If you are going to be an Army officer, there are certain additional duties that come with the territory. The good news is you don’t have to pull guard duty and you don’t have to be the observer during the urinalysis drug testing. But, you will from time to time be assigned as the Officer of the Day. This means that you will report to the post or command headquarters at the close of the business day and spend the night “in charge.”

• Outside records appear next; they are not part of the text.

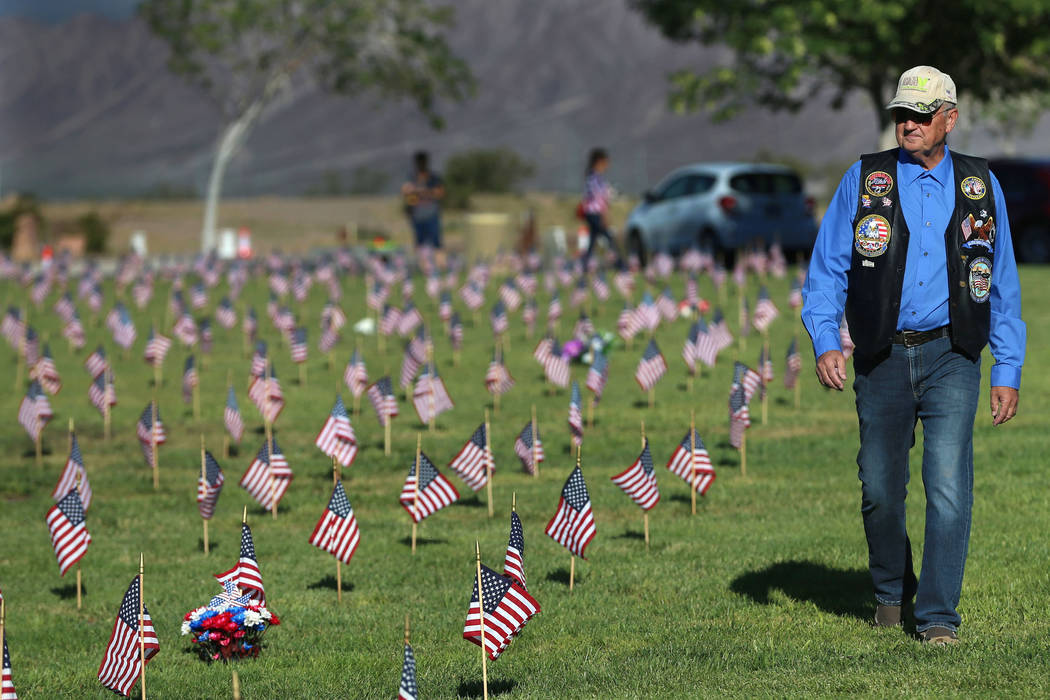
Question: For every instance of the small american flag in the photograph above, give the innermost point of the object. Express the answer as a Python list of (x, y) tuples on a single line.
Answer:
[(122, 663), (336, 531), (473, 462), (696, 469), (794, 364), (433, 493), (739, 417), (231, 417), (268, 476), (638, 481), (572, 526), (652, 366), (597, 375), (765, 311), (69, 535), (407, 690), (507, 608), (524, 448), (381, 396), (513, 564), (337, 439), (190, 379), (74, 470), (575, 416), (246, 572), (209, 486)]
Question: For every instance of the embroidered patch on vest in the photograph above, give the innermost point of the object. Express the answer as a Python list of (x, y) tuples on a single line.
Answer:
[(980, 279), (879, 183), (872, 236), (979, 232), (973, 187)]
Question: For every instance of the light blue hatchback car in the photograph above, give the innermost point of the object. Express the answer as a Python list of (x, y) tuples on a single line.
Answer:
[(721, 207)]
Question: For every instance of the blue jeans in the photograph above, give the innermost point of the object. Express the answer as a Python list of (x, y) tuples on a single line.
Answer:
[(940, 387)]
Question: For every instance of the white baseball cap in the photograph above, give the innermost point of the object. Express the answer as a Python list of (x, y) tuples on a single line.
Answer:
[(923, 89)]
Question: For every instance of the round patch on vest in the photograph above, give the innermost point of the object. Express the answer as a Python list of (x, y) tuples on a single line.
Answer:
[(973, 187), (878, 184), (980, 279), (872, 236)]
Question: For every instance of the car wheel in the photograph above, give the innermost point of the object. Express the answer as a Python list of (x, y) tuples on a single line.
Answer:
[(636, 247), (1032, 244)]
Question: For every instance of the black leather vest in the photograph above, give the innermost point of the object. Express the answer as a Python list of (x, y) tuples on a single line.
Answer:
[(881, 246)]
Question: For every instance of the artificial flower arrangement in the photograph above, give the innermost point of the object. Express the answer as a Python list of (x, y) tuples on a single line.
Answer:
[(230, 627)]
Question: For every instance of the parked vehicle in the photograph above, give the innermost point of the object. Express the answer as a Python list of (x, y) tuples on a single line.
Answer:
[(1026, 186), (722, 207)]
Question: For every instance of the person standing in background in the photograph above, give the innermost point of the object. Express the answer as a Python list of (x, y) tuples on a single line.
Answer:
[(594, 206), (422, 193)]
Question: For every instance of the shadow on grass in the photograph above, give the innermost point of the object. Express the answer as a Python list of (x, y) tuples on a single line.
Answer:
[(471, 688), (846, 593), (329, 584), (68, 592), (470, 503)]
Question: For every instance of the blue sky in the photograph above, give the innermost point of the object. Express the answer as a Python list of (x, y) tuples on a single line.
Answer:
[(60, 11)]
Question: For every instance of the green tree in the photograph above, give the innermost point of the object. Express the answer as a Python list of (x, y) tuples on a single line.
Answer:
[(788, 52), (245, 55), (491, 170)]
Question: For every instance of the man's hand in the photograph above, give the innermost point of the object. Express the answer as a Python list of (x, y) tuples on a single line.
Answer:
[(832, 369), (1004, 404)]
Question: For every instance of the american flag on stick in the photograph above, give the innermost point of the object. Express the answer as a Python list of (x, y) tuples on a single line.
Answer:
[(69, 535), (473, 462), (337, 439), (695, 469), (638, 481), (246, 572), (74, 475), (336, 531), (513, 564), (268, 476), (506, 608), (209, 486), (122, 662), (433, 492), (651, 368), (572, 526)]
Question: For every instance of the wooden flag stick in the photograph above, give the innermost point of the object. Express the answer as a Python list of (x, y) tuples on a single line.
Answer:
[(142, 638), (488, 466), (536, 439), (415, 491), (481, 618), (204, 483), (692, 460), (152, 443)]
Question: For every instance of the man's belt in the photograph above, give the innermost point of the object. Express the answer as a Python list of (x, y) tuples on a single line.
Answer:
[(912, 338)]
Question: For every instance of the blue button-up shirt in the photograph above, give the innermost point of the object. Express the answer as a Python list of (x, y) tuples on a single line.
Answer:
[(927, 200)]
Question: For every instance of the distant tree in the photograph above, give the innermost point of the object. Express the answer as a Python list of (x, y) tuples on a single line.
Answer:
[(245, 55), (786, 54), (492, 170)]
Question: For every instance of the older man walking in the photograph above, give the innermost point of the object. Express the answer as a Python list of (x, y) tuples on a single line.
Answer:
[(916, 249)]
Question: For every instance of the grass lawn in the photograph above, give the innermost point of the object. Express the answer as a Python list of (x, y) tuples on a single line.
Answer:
[(764, 592)]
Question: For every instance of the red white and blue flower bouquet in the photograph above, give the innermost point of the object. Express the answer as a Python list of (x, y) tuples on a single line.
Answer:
[(230, 627)]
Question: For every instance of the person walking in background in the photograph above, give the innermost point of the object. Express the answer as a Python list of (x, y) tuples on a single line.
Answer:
[(916, 249), (422, 193), (595, 204)]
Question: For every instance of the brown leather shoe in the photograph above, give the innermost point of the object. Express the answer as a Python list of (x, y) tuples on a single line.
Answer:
[(939, 636), (887, 616)]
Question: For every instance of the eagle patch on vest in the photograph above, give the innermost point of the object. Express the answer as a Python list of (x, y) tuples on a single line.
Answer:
[(973, 187), (980, 279), (879, 183), (872, 236)]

As a brand new Army JAG Captain, my name came up to be the Officer of the Day for III Corps and Fort Hood. Counting III Corps and the 1st and 2nd Armored Divisions, there were about 40,000 troops at Fort Hood, Texas. At about 1630 hours (4:30 PM), I reported to the Corps G3 Operations Office for my briefing. Then, lugging a large three-ring notebook, which contained all of the answers I would need, I headed for the duty officer area to settle in for the night. Some duty officers might be impressed with their authority. I was just hoping not to screw up. I met the NCO who would assist me and it turned out that it was his first time also.

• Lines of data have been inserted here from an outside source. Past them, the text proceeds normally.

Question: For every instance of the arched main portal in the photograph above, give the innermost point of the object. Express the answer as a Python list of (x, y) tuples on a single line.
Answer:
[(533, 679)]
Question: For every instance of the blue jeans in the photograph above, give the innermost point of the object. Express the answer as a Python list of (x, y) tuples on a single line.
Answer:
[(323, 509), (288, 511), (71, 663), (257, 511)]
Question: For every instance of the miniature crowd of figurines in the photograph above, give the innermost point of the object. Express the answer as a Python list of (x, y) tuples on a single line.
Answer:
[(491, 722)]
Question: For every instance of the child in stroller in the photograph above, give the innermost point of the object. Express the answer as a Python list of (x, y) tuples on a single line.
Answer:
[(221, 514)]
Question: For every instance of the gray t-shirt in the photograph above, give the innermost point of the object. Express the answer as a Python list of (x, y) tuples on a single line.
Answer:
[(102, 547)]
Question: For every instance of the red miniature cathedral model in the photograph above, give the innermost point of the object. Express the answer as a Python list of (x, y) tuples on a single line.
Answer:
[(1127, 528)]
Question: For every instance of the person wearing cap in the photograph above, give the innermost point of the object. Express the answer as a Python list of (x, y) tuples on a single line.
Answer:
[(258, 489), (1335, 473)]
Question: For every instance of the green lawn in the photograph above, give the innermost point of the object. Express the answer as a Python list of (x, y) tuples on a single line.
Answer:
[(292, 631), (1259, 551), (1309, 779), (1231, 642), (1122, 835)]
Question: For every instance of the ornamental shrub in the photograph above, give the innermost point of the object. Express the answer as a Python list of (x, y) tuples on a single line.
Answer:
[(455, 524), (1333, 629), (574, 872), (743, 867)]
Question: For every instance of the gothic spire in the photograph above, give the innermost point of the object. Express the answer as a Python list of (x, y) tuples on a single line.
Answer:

I studied the three-ring notebook and most of it made sense. If the local police called about a GI who had gotten in trouble, I call the military police. If I received information about the death of a soldier’s relative, I notify the soldier’s unit. I transmitted messages to the right people. I could do that. The only thing that was confusing was the stuff about alerts. Some alerts were paper drills to see how quickly the on-duty G3 officer could come in from his quarters, open the safe, and respond with the correct response code. In rare cases, it would require the entire post to report for duty. The whole subject was fuzzy to me.

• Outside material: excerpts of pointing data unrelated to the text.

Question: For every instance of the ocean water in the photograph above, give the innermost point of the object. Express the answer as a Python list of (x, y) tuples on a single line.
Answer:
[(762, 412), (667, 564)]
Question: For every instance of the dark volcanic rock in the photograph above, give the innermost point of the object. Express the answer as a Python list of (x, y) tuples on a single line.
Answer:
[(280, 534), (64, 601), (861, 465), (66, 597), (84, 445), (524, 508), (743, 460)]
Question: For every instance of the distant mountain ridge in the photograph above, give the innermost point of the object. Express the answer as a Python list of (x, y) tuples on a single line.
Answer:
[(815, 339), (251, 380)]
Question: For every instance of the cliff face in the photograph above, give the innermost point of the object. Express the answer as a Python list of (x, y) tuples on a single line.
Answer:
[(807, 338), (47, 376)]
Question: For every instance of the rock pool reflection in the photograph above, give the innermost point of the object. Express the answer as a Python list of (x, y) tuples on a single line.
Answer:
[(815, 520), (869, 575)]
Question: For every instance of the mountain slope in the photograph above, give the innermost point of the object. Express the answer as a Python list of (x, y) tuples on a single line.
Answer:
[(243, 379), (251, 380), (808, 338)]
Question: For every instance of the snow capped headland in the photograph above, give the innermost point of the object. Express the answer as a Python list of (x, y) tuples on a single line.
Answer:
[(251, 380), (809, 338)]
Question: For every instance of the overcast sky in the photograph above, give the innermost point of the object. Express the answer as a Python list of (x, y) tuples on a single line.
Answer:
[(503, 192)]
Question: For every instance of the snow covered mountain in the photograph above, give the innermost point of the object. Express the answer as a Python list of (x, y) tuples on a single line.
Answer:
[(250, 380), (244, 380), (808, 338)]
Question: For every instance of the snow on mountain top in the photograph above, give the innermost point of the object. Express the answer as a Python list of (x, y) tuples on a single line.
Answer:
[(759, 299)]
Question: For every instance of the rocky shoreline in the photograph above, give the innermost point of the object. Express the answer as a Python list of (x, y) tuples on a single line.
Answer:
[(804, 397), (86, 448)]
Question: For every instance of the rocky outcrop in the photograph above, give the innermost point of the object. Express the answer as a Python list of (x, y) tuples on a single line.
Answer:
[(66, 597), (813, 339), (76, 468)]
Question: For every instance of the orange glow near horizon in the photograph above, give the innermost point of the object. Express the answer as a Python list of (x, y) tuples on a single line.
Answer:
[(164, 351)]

My NCO and I split up the duty so that each of us could sleep for a short while. At 0345 hours
(3:45 AM), a Specialist Four reported to me from the Communications Center. He had a message from Fourth Army, our higher headquarters. I looked at the message and it said, “Execute Operation Blue Bell.” I was clueless. I got out my three-ring notebook and there it was, but it was written in “operation speak.” I wasn’t sure what to do. My NCO knew a lot about motor pools, but he was no help on this message. The Spec Four was still waiting for a response.
At that particular moment, I remembered that some type of close hold activity was going on and that there was a G3 Major sleeping in the G3 shop. I told everyone to give me a minute and tore up the stairs. When I woke the Major, I scared the daylights out of him. When he finally became oriented as to where he was, I showed him the message. It turned out my Major was a one-trick pony and this wasn’t his trick. The clock was running!
I went downstairs and looked at the notebook again. Then I said to the Specialist Four, “What do you think the message means?’ He said, “I think we need to alert the entire command.” I said, “OK, go ahead and do it.” Forty thousand troops were being awakened at 0400 hours.
The whole episode reminded me of the book, Catch 22. It’s a great book about what can go wrong in the military. In this particular Air Force unit, all the important decisions were being made by
Ex P.F.C. Wintergreen in the Communications Center. When Generals Peckem and Dreedle (the commanders in charge) could not agree, each would prepare a letter to higher headquarters advocating their position. The letters would go through the Communication Center where Ex P.F.C. Wintergreen would review them. He would then forward the letter he agreed with. He would destroy the other letter. In my case, I may have been the Officer of the Day, but the only one who knew what to do was the Spec Four in the Communication Center.
About 15 minutes after the alert went out, I received a call from the Chief of Staff of the 2nd Armored Division. He asked the question I didn’t want to hear. He said, “Captain, are you sure this includes the 2nd Armored Division?” Then came my brightest moment. I said, “Sir, it’s a Blue Bell alert.” He thanked me and hung up. At that moment, I knew that I wasn’t the only one who was clueless as to what a Blue Bell alert was.
It turned out that my Ex P.F.C. Wintergreen in the Communications Center knew what he was doing and we had done the right thing by alerting the entire post. I got off duty at 0700 hours and went home, cleaned up, ate breakfast and went to my office. When I arrived, the Sergeant Major said, “Captain, you missed the alert this morning.” I said, “No I didn’t Sergeant Major, but I almost did.”